Why would you think that? Well you know that *all* of the various structures you see can in principle be made out of compositions of legos, also you know that the city can't be made out of brick/wood/steel/most things you can check.
It is really much worse than that analogy.
We know that the lion's share of the legos (vacua) in the pile are the kind with the bumps on the top, but from our observation, all of the various structures we see in the city involve "female legos" with the bumps pointed inward rather than outward and
we haven't even seen any legos like that in the pile yet. The pile of legos is a big stack, and we can't see all of the legos, so it's certainly possible that there are female legos in the pile, but we haven't seen any of those kinds of legos yet.
Indeed, we haven't even ever seen a stand alone lego either.
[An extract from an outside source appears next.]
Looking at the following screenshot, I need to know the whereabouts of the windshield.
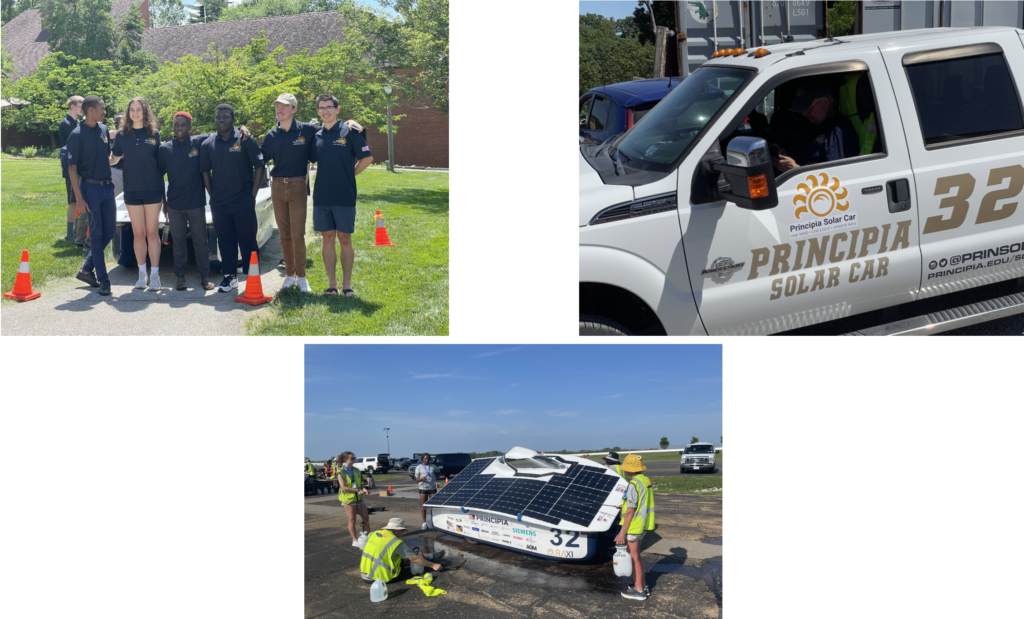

We've seen clumps of legos that might be made out of individual legos (i.e. strings), but we haven't been able to come up with a parts list that has the full specifications for how the legos combine into the clumps we see and have have several competing parts list sheets circulating around.
And, the only way that this city can hold together work is there are six completely undetected dimensions of space that exist solely to make the rubber bands holding some of the structures together (i.e. gravity) much weaker than we would naively expect them to be.
Moreover, the parts of the pile of legos that have been studied most closely have features that may not be present at all in the real structures, because we didn't have as good of a view of the real structures when we started looking at the lego pile (e.g. supersymmetry, Marjorana neutrinos, baryon number and lepton number violation, proton decay, and dark matter).